Zweifelsfragen zum Vorsteuerabzug

Verfasser: Wirtschaftsprüfer Steuerberater Bruno Gassner und Rechtsanwalt Steuerberater Alf Andrews, Esslingen

Nach § 15 UStG kann ein Unternehmer die in von anderen Unternehmen für sein Unternehmen gestellten Rechnungen ausgewiesene USt als Vorsteuer abziehen, es sei denn, die abgerechneten Lieferungen oder sonstigen Leistungen werden für steuerfreie Umsätze verwendet. Allerdings kann der Unternehmer für bestimmte Umsätze gem. § 9 UStG auf die Steuerbefreiung verzichten, wenn der Umsatz an einen anderen Unternehmer für dessen Unternehmen ausgeführt wird. Unter anderem für die Vermietung und Verpachtung von Grundstücken gilt aber, daß der Leistungsempfänger seinerseits nur Umsätze ausführen darf, die den Vorsteuerabzug nicht ausschließen. Soweit ein im Ausland ansässiger Unternehmer eine Vergütung der Vorsteuerbeträge beansprucht, hat er gem. § 18 Abs. 9 Satz 4 UStG mit dem Antrag auf Vorsteuervergütung die Originalrechnungen vorzulegen.
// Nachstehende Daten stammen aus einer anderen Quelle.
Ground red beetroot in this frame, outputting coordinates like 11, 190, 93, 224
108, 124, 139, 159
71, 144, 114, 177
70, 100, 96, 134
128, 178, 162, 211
In drei Entscheidungen vom August 1998 hat der V. Senat des BFH zu Fragen der Unternehmereigenschaft, zur Auswirkung des Mißbrauchsbekämpfungs- und Steuerbereinigungsgesetzes v. 21. 12. 1993 (StMBG; BStBl 1994 I S. 50) auf den Vorsteuerabzug, der Verwendung von Zweitschriften im Vergütungsverfahren sowie zu der gemeinschaftsrechtlichen Bedeutung dieser Fragen Stellung genommen.